South Korea says it will no longer tolerate irrational remarks by the North
South Korea expressed regret over North Korea's blow up of liaison office.
SEOUL, South Korea -- South Korea hit back hard at North Korea with harsh criticism on Wednesday after Pyongyang blew up an inter-Korean liaison office building in Kaesong, North Korea, in a show of force expressing discontent with the South Korean government.
“This is a fundamental breach of trust that the leaders of South and North have built up until now, and we are clearly warning that we will no longer tolerate these irrational remarks and actions by the North,” Yoon Do Han, South Korean president’s senior secretary for Public Communication said in a briefing Wednesday.
The tone and selection of words were strongest since South Korean President Moon Jae-in took office. This rare jab at North Korea follows an embarrassing exposure by Pyongyang Wednesday morning, saying the North Korean leader’s sister Kim Yo Jong "flatly rejected the tactless and sinister proposal" from the South Korean president to send a special envoy to Pyongyang.
“We are extremely displeased to get such an absurd judgment and reckless proposal,” North Korea said in a statement carried on its state media, Korean Central News Agency.

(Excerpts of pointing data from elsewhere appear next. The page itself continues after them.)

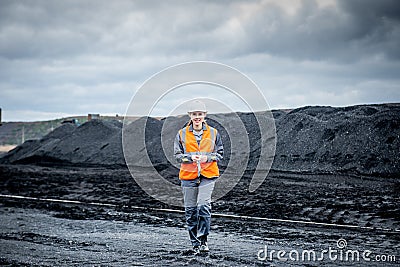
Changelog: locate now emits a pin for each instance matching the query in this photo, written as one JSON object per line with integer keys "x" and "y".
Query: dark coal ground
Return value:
{"x": 41, "y": 233}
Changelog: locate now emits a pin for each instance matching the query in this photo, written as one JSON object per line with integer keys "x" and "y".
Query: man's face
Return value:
{"x": 197, "y": 118}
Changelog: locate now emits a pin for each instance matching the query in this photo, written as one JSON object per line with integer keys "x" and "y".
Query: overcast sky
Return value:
{"x": 62, "y": 58}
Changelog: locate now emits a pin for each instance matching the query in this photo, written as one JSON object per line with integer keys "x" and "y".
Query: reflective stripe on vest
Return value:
{"x": 190, "y": 171}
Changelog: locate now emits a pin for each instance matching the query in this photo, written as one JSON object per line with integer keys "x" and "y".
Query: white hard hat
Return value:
{"x": 196, "y": 105}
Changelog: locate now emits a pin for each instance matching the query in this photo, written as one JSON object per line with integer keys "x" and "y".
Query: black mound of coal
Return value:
{"x": 357, "y": 139}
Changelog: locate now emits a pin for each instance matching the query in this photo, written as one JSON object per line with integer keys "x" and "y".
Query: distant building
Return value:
{"x": 93, "y": 116}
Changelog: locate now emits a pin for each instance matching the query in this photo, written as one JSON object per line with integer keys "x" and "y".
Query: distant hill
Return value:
{"x": 15, "y": 133}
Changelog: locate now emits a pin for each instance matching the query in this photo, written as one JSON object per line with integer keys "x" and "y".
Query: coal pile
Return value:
{"x": 361, "y": 139}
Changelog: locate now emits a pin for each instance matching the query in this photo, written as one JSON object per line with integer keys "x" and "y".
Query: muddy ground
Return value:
{"x": 43, "y": 233}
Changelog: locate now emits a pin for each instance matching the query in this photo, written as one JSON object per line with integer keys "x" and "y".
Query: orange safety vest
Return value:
{"x": 190, "y": 171}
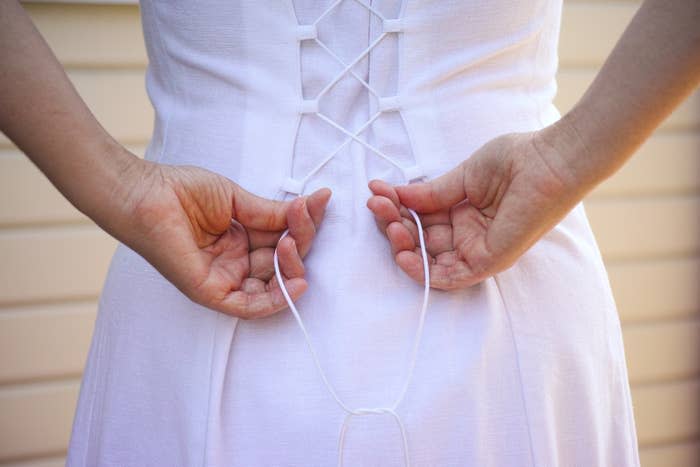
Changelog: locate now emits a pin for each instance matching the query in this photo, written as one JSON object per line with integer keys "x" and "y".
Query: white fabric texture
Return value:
{"x": 284, "y": 97}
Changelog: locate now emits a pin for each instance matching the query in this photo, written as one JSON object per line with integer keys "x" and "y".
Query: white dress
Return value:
{"x": 287, "y": 96}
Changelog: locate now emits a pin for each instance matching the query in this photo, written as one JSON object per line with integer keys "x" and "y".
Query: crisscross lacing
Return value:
{"x": 410, "y": 173}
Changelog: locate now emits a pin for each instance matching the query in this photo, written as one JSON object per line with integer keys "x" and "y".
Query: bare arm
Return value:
{"x": 654, "y": 66}
{"x": 178, "y": 218}
{"x": 485, "y": 213}
{"x": 41, "y": 112}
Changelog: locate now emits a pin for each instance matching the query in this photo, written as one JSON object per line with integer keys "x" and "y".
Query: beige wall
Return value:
{"x": 53, "y": 259}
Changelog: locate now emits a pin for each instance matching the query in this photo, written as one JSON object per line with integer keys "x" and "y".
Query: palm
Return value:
{"x": 215, "y": 242}
{"x": 477, "y": 219}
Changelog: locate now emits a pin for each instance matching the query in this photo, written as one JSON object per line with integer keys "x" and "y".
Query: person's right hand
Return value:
{"x": 215, "y": 241}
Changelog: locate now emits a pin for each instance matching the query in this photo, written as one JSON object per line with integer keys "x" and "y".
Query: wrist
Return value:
{"x": 107, "y": 204}
{"x": 575, "y": 152}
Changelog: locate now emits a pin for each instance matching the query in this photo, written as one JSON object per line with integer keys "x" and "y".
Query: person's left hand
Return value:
{"x": 480, "y": 217}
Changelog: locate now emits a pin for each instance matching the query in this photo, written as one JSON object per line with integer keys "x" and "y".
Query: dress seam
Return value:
{"x": 211, "y": 373}
{"x": 171, "y": 83}
{"x": 506, "y": 310}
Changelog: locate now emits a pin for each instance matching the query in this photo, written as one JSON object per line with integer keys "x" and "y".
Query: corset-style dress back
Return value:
{"x": 524, "y": 369}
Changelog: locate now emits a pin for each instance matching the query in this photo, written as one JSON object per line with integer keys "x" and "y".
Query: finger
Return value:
{"x": 399, "y": 238}
{"x": 289, "y": 258}
{"x": 316, "y": 203}
{"x": 438, "y": 239}
{"x": 261, "y": 264}
{"x": 262, "y": 238}
{"x": 258, "y": 305}
{"x": 435, "y": 195}
{"x": 446, "y": 273}
{"x": 258, "y": 213}
{"x": 251, "y": 285}
{"x": 301, "y": 225}
{"x": 384, "y": 210}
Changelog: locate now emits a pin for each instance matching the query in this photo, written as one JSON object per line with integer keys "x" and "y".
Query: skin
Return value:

In response, Moon’s senior secretary expressed "strong regret" to North Korea for "intentionally distorting the purpose of sending a special envoy to North Korea" by publicly revealing South Korea's privately offered proposal to send a special envoy to overcome the current crisis. “This is an unprecedented senseless action,” Yoon added.

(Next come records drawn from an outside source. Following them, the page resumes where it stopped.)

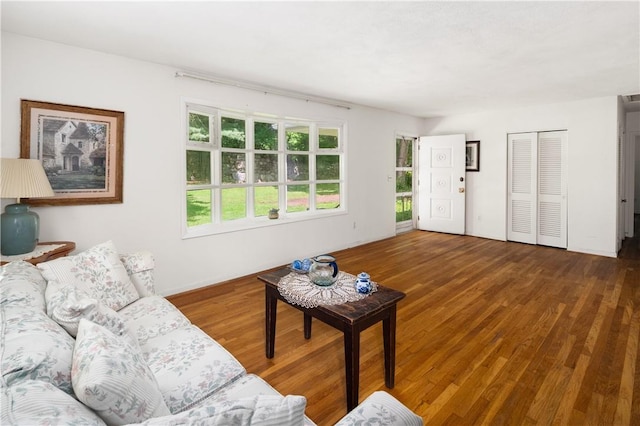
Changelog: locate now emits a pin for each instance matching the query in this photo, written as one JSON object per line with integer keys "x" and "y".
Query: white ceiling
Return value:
{"x": 420, "y": 58}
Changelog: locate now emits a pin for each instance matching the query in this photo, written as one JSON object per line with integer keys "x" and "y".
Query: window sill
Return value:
{"x": 261, "y": 222}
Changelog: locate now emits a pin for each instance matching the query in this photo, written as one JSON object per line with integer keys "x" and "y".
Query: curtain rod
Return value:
{"x": 264, "y": 89}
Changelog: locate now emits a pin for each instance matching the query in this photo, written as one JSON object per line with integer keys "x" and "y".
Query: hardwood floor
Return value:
{"x": 490, "y": 333}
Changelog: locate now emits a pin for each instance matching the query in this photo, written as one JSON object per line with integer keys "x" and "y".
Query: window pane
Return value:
{"x": 327, "y": 138}
{"x": 199, "y": 127}
{"x": 404, "y": 181}
{"x": 266, "y": 168}
{"x": 233, "y": 134}
{"x": 265, "y": 199}
{"x": 198, "y": 167}
{"x": 297, "y": 167}
{"x": 198, "y": 207}
{"x": 327, "y": 196}
{"x": 404, "y": 206}
{"x": 297, "y": 198}
{"x": 233, "y": 167}
{"x": 297, "y": 138}
{"x": 327, "y": 167}
{"x": 234, "y": 203}
{"x": 266, "y": 136}
{"x": 404, "y": 152}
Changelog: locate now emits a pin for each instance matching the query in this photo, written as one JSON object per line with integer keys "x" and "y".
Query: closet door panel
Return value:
{"x": 522, "y": 191}
{"x": 552, "y": 189}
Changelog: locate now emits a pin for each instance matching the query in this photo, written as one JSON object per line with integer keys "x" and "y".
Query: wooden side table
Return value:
{"x": 66, "y": 248}
{"x": 351, "y": 318}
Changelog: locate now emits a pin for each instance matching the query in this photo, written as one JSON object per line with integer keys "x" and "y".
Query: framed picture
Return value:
{"x": 81, "y": 150}
{"x": 473, "y": 156}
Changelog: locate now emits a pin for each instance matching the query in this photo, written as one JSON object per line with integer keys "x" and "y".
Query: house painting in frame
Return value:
{"x": 80, "y": 149}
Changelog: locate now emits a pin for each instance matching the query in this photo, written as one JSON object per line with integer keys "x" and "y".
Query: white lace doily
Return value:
{"x": 298, "y": 289}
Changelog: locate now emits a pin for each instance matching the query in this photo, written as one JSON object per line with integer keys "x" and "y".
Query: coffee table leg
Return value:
{"x": 352, "y": 366}
{"x": 307, "y": 326}
{"x": 270, "y": 322}
{"x": 389, "y": 337}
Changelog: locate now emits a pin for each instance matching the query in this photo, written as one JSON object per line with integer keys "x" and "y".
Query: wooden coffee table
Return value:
{"x": 350, "y": 318}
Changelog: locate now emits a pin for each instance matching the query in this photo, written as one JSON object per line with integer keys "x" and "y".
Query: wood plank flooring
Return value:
{"x": 490, "y": 333}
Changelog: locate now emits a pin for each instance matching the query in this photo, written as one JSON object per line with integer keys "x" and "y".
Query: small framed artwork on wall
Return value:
{"x": 81, "y": 150}
{"x": 473, "y": 156}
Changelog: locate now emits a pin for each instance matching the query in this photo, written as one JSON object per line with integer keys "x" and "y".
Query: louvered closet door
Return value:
{"x": 522, "y": 200}
{"x": 537, "y": 180}
{"x": 552, "y": 189}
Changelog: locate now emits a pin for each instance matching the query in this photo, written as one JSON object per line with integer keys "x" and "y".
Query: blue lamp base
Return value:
{"x": 20, "y": 228}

North Korea has accused the South of behaving like a "mongrel dog" bent on confrontation, vowed to dispatch military troops in and around Mount Kumgang Tourist Region, Kaesong Industrial Complex and DMZ’s guard posts, and resume military training in the West Sea. These areas were cleared of military presence in the past few years in accordance with an agreement reached between the two leaders of North and South Korea.
North Korea also stated that it would open all front-line areas that are advantageous to send leaflets to the South.
ABC News’ Heejin Kang contributed to this report.